BACA JUGA:Cara Cek Desil Bansos Juni 2026 Lewat HP, Cukup NIK dan Aplikasi Resmi Kemensos
Pengecekan dapat dilakukan secara online menggunakan Nomor Induk Siswa Nasional (NISN) dan Nomor Induk Kependudukan (NIK) yang sesuai dengan data peserta didik.
Proses pengecekan penerima PIP tergolong sederhana dan dapat dilakukan melalui ponsel maupun komputer yang terhubung ke internet.
Berikut langkah-langkahnya:
- Buka laman SIPINTAR Kemendikdasmen melalui browser.
- Masukkan Nomor Induk Siswa Nasional (NISN).
- Isi Nomor Induk Kependudukan (NIK) peserta didik.
- Ketik kode verifikasi atau captcha yang muncul pada layar.
- Klik tombol "Cek Penerima PIP".
BACA JUGA:Rupiah Semakin Dekat ke Rp18.000 per Dolar AS, Ini Penyebab Pelemahannya
Setelah proses verifikasi berhasil, sistem akan menampilkan informasi terkait status penerima bantuan. Data yang muncul umumnya mencakup identitas peserta didik, status penerimaan PIP, serta informasi penyaluran bantuan apabila telah ditetapkan sebagai penerima.

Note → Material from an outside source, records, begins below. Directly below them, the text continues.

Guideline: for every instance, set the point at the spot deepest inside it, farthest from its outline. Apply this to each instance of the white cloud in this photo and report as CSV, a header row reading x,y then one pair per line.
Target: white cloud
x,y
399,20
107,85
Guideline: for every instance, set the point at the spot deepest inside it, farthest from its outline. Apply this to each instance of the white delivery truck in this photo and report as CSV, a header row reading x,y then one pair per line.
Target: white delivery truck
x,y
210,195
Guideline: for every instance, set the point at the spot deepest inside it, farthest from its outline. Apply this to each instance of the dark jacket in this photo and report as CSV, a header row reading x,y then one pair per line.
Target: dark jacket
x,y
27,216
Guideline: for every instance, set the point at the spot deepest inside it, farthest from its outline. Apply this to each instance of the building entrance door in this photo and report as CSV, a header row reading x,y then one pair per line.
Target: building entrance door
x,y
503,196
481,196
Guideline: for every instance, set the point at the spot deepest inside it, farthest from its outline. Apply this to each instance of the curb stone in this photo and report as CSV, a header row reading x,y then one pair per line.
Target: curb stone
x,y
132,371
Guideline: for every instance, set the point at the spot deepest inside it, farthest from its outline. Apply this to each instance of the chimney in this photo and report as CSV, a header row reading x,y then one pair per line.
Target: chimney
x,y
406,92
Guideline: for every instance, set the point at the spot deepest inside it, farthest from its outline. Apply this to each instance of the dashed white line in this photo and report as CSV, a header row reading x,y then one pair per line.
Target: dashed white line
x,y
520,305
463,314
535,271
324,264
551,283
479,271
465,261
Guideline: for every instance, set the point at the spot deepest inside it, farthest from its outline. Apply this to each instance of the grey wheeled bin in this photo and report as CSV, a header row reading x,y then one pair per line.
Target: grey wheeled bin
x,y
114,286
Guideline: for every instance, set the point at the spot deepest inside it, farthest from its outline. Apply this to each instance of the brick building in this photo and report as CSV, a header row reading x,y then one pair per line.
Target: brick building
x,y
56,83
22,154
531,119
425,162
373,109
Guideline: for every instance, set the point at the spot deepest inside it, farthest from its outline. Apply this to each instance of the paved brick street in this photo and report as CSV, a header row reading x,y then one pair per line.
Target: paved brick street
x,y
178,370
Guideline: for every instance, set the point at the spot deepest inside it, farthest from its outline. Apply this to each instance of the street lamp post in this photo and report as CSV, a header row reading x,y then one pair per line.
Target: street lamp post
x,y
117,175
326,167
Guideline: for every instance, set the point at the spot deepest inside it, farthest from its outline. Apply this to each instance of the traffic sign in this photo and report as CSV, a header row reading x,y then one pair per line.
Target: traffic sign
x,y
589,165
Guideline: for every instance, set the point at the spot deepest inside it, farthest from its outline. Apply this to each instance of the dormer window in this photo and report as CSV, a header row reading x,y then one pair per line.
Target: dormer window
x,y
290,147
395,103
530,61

Pemerintah menjadwalkan penyaluran bantuan PIP 2026 secara bertahap sepanjang tahun. Skema ini dilakukan untuk memastikan proses distribusi bantuan berjalan lebih efektif dan tepat sasaran.
Termin pertama berlangsung pada Februari hingga April 2026. Tahap ini umumnya diprioritaskan bagi siswa yang telah memiliki data valid dan masuk dalam kategori penerima prioritas, termasuk peserta didik kelas akhir.
Selanjutnya, termin kedua dijadwalkan berlangsung pada Mei hingga September 2026. Pada periode ini, bantuan diberikan kepada siswa yang telah tercantum dalam Surat Keputusan (SK) penetapan penerima serta memenuhi seluruh persyaratan administrasi.